Hi,
I'm looking to build a system (hardware and software) to handle strings fast, without doing much math at all. Most of the tasks will be based on searching and statistics:
Searching: does this chunk of data include this particular string?
Where in this chunk of data does this string occur? (these slightly different functions are necessary for different tasks). Strings to search for may contain wildcards: the option of flagging a positive match regardless of certain bits: either a known number of bits ([sequence] [14 bits not to check] [more sequence]) or an unknown number, and perhaps some more complex rules -- but most of the matches will be literal.
Statistics: is there a correlation between the occurence of string a and the occurence of string b...
immediately before it
immediately after it
within a certain distance before/after
in a certain location in my input data chunk (e.g. 17th to 24th bytes)
anywhere within the same chunk of data
...etc
My aim is to implement all of this in an utterly astoundingly immensely parallel way: search an input binary data chunk (say 5k) for 500 million different test strings -- needless to say, the vast majority of them won't appear. In general, I want high processing throughput, but I don't have any mission-critical or time-critical applications going on. I can take the odd failure, crash, or error in my stride.
I don't know whether this is something that GPGPU would be good for. I can imagine being able to load the input data to a graphics card over PCIe and then take advantage of massive GPU memory bandwidth to scan it for a vast matrix of test strings stored in the GPU's own memory, thus doing some good filtering and not having to worry about the relatively low bandwidth between GPU and main memory. I've seen a couple of papers on GPU for SQL queries or searching network data streams for threats, but I know this application goes against the classic GPGPU dictum that arithmetic intensity should be high, so I don't know how much real world memory bandwidth I can expect to see. I also realize that a mid-range GPU with high bandwidth but low computational power might fit the bill.

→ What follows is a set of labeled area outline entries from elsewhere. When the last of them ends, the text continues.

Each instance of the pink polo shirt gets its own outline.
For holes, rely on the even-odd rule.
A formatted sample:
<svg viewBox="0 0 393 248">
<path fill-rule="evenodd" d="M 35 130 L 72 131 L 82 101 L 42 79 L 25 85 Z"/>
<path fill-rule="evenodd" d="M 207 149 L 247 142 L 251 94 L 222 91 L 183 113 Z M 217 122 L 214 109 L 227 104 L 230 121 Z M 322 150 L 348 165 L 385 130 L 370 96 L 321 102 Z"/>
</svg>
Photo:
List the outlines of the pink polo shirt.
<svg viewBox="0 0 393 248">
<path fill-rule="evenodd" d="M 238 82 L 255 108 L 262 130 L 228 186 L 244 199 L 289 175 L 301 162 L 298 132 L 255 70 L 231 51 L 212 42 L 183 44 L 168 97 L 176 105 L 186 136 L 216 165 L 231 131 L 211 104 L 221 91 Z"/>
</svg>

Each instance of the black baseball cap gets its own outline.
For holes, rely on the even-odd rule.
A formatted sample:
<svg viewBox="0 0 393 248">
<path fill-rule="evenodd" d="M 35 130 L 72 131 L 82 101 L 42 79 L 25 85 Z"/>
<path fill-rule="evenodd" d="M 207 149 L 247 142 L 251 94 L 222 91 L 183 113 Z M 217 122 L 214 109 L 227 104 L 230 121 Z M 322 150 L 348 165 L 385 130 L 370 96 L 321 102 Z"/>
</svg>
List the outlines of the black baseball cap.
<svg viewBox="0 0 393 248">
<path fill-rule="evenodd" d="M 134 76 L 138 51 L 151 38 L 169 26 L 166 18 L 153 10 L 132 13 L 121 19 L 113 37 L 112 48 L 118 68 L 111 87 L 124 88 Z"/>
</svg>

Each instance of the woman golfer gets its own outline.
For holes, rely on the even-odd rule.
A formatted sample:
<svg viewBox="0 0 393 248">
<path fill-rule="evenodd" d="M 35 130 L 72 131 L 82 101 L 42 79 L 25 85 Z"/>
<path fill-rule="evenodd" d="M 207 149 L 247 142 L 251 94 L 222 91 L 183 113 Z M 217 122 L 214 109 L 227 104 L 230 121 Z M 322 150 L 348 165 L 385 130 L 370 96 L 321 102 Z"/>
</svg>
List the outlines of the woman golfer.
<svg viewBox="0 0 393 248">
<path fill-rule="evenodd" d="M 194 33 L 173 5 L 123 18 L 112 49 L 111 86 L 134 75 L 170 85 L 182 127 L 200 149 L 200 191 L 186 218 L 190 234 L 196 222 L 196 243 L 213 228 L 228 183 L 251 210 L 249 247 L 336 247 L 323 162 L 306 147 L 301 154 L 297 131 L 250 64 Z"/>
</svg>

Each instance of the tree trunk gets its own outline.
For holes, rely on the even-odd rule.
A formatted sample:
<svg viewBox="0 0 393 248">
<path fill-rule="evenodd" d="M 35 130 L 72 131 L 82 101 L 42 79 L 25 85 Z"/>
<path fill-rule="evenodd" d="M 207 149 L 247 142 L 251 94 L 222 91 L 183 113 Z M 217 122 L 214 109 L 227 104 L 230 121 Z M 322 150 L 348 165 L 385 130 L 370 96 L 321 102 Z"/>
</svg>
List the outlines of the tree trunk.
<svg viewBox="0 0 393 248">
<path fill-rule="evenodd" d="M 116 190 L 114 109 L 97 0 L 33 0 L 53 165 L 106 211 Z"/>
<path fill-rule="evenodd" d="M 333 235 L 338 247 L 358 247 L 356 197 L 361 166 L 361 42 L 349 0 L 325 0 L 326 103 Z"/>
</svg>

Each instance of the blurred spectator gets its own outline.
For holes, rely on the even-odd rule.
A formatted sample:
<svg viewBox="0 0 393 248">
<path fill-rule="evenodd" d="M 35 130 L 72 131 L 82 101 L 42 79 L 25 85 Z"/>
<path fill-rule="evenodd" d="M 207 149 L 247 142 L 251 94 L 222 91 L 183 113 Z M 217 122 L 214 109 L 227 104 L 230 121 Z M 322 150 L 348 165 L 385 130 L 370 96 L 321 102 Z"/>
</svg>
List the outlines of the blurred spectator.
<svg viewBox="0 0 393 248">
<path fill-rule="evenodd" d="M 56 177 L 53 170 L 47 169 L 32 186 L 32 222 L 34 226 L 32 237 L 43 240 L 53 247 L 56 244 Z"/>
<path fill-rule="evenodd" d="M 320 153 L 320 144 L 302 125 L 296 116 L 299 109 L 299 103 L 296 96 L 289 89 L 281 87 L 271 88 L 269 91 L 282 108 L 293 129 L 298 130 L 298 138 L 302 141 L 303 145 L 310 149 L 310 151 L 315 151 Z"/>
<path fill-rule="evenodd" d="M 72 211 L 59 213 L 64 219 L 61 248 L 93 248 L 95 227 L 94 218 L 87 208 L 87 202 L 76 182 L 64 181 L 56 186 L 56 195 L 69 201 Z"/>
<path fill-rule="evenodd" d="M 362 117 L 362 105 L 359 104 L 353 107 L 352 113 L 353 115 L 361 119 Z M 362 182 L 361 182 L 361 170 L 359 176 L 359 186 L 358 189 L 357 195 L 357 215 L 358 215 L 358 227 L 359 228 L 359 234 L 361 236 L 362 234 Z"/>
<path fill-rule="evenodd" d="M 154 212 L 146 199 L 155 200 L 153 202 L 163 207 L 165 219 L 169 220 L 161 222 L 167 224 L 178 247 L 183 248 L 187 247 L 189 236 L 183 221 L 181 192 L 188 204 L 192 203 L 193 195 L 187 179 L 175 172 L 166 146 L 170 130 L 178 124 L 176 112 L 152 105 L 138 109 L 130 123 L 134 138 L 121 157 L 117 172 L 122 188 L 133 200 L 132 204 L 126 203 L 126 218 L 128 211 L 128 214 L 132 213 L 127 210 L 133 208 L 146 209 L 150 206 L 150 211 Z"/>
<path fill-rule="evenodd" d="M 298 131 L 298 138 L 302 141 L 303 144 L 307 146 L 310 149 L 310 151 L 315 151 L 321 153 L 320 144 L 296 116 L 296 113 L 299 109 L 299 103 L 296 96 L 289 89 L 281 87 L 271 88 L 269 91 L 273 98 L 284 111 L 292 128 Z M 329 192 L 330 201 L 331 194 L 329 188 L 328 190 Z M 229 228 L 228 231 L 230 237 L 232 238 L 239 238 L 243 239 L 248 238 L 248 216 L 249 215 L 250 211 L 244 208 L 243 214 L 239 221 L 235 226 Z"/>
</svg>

Alternatively I could do the whole thing on CPUs, in which case I still don't know what system architecture is best for such a task. AMD or Intel? A large number of less powerful units, or a small number of powerful core i7s or such like? (The $1000 one is probably out of my price range, though!) A consideration is how much RAM I can stack onto it, as I'm guessing I get more memory for my dollar with cheaper CPUs and motherboards, even if memory per node is lower. I imagine I'll be using a cluster on a gigabit ethernet backbone, but I'm considering a heterogenous cluster -- for instance, if GPUs can give me a big speed up on the filtering, I might not need to have one on each node. In any case, I get the feeling that mass market solutions are much better value that high performance niche hardware (server equipment, Cell processors, etc).

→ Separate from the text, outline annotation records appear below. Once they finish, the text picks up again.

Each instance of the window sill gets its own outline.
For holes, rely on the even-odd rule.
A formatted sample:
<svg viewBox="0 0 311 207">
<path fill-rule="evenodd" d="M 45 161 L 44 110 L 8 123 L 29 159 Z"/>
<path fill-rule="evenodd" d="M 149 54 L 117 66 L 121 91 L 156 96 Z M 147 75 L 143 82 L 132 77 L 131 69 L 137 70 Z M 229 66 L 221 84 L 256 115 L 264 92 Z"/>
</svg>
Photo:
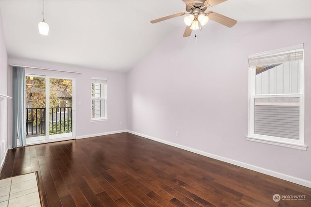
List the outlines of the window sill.
<svg viewBox="0 0 311 207">
<path fill-rule="evenodd" d="M 292 148 L 293 149 L 299 149 L 300 150 L 307 150 L 308 146 L 299 143 L 289 143 L 282 142 L 277 142 L 272 140 L 268 140 L 259 138 L 246 137 L 246 140 L 249 141 L 255 142 L 257 143 L 264 143 L 268 144 L 272 144 L 276 146 L 280 146 L 285 147 Z"/>
<path fill-rule="evenodd" d="M 101 122 L 103 121 L 108 121 L 108 119 L 103 118 L 103 119 L 91 119 L 90 120 L 91 122 Z"/>
</svg>

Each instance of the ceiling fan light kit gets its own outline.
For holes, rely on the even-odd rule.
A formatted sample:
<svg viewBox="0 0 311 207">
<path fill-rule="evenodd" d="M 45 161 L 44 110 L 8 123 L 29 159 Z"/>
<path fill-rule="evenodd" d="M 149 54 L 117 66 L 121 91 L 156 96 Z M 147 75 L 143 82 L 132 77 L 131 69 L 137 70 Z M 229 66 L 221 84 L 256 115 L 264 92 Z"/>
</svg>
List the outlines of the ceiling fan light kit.
<svg viewBox="0 0 311 207">
<path fill-rule="evenodd" d="M 194 20 L 192 22 L 191 24 L 191 27 L 190 27 L 190 29 L 192 30 L 196 30 L 199 29 L 199 22 L 198 20 Z"/>
<path fill-rule="evenodd" d="M 186 4 L 186 12 L 179 12 L 173 15 L 169 15 L 157 19 L 150 21 L 152 23 L 159 22 L 172 18 L 182 16 L 185 14 L 190 14 L 188 16 L 185 17 L 184 22 L 187 25 L 184 35 L 184 37 L 191 35 L 192 30 L 199 29 L 199 22 L 201 26 L 206 25 L 208 19 L 215 21 L 220 24 L 232 27 L 238 21 L 227 16 L 224 16 L 214 12 L 205 11 L 213 6 L 219 4 L 227 0 L 182 0 Z"/>
</svg>

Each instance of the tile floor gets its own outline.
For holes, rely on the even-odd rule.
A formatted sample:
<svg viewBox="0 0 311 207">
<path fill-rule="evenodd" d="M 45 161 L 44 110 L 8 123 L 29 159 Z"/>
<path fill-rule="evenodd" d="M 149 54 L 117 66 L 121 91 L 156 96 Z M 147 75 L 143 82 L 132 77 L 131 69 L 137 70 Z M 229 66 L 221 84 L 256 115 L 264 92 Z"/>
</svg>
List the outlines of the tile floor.
<svg viewBox="0 0 311 207">
<path fill-rule="evenodd" d="M 2 207 L 41 207 L 35 173 L 0 180 Z"/>
</svg>

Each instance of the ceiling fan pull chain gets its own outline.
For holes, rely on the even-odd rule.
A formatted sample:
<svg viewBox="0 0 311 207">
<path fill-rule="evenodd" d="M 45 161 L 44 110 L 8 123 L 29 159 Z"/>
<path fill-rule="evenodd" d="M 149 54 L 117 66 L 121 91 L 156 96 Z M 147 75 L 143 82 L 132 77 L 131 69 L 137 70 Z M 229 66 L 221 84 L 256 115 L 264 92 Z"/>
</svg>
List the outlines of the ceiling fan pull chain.
<svg viewBox="0 0 311 207">
<path fill-rule="evenodd" d="M 196 32 L 195 32 L 195 44 L 198 44 L 198 38 L 197 37 Z"/>
</svg>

In total, I don't want the cost of the system to go much over US$10,000, so it's a question of how much processing I can get for that money -- anything from maybe 5 big motherboards with core i7 processors and multiple graphics cards, through to a hundred little intel atom systems linked together (which sounds very cool to me, but is almost certainly not a serious option).
If I start developing now it'll still take a good few months or a year to get the software done, so if needs be I can probably wait for Fermi or Larrabee if they might present options for a major enhancement. As I have never programmed a GPU I'll need to learn that from scratch, but that's not a problem; I like learning, have lots of time on my hands, and tend to pick things up fast. A final thought: I live in a country where electricity is expensive, so a power-efficient system would be a big plus.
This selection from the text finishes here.